[ad_1]
Boston Music Awards voters nominated Tedeschi Trucks Band for Blues Artist of the Year. Tedeschi Trucks aren’t a blues band, but the mistake is natural considering the bonfire-hot blues tunes the band did Tuesday at the Orpheum – homegrown hero Susan Tedeschi ripped into “Just Won’t Burn” and “Get What You Deserve” with guitar leads the ’60s Chicago scene would have loved.
Outsiders looking in call Tedeschi Trucks a jam band. Also a forgivable mistake. The 12-piece group certainly jams – see Tuesday performances of new tunes “Circles ‘Round The Sun” and “Pasaquan” that blended acid rock, jazz fusion, beat poetry, and r&b. But there’s so much more.
This week, the band returned to its annual multi-night Orpheum run – the final shows are tonight and Saturday. During just the opening night, Tedeschi Trucks proved once again that the band is a study in contradictions, a defiance of fixed definitions of genre, style and scene.

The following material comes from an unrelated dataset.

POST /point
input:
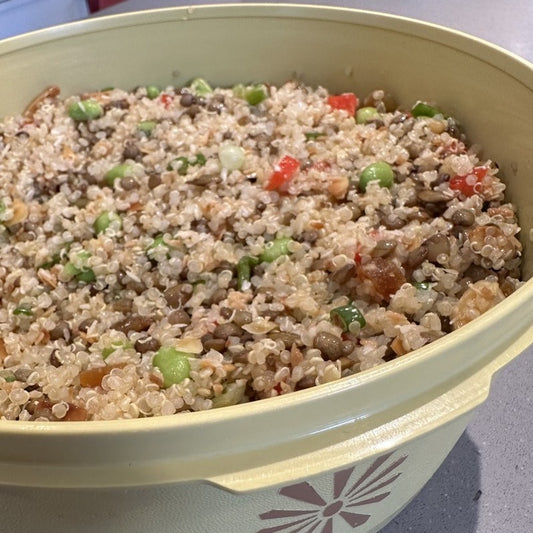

In the first three songs alone, the group ran through a slow-burn soul number, New Orleans stroll, and gentle-to-furious Americana tune while employing three lead vocalists: Tedeschi, singer/rhythm guitarist Mike Mattison, singer/keyboardist Gabe Dixon. The band has one of the world’s all-time guitar greats in Derek Trucks, but as often as not Trucks makes room for others – maybe the two drummers, maybe the horn section, maybe Tedeschi’s voice or her own scorching leads.
The band wants to please its devoted fan base but never let anyone get complacent. The ensemble started with five new songs – the entirety of “I Am The Moon: I. Crescent,” the first part of its four disc 2002 opus “I Am The Moon.” None of them sounded similar. In the second set, the band got into a range of covers, some expected, some not, some expected and yet reimagined.
So much attention is paid to Trucks, which is not a mistake. Over the years, he has impressed as the rare (only?) player who seems capable of seeing the aesthetics of Son House, John Coltrane and Steve Cropper as part of the same stream. But on Tuesday he took it all further. Little bits of Neil Young, Eddie Van Halen and Tom Morello snuck into his Homeric solo during “Circles ‘Round The Sun.” On Derek & the Dominos’ “Why Does Love Got to Be So Sad?,” Trucks added extra force and a missing melodic complexity to Eric Clapton’s old guitar parts.
And yet so much attention needs to be paid to 11 other talents. With Mattison leading the charge, the whole band gave Dr. John’s absolutely ghostly “I Walk on Guilded Splinters” a fat r&b body, the vocalist taking the voodoo chant to a bayou church. “Gravity” gave the three-piece horn section a chance to wind down a song with a long, groovy and chilling outro. Tedeschi opened the encore doing Bonnie Raitt’s signature ballad “I Can’t Make You Love Me,” her tough-and-wounded voice framed by only a piano.
To sum up: Tedeschi Trucks Band plays the blues, jam a lot, have an unparalleled guitar champ who gives equal time to his bandmates because every one of his bandmates deserves a spotlight, and Tedeschi should solo more and sing more Bonnie Raitt.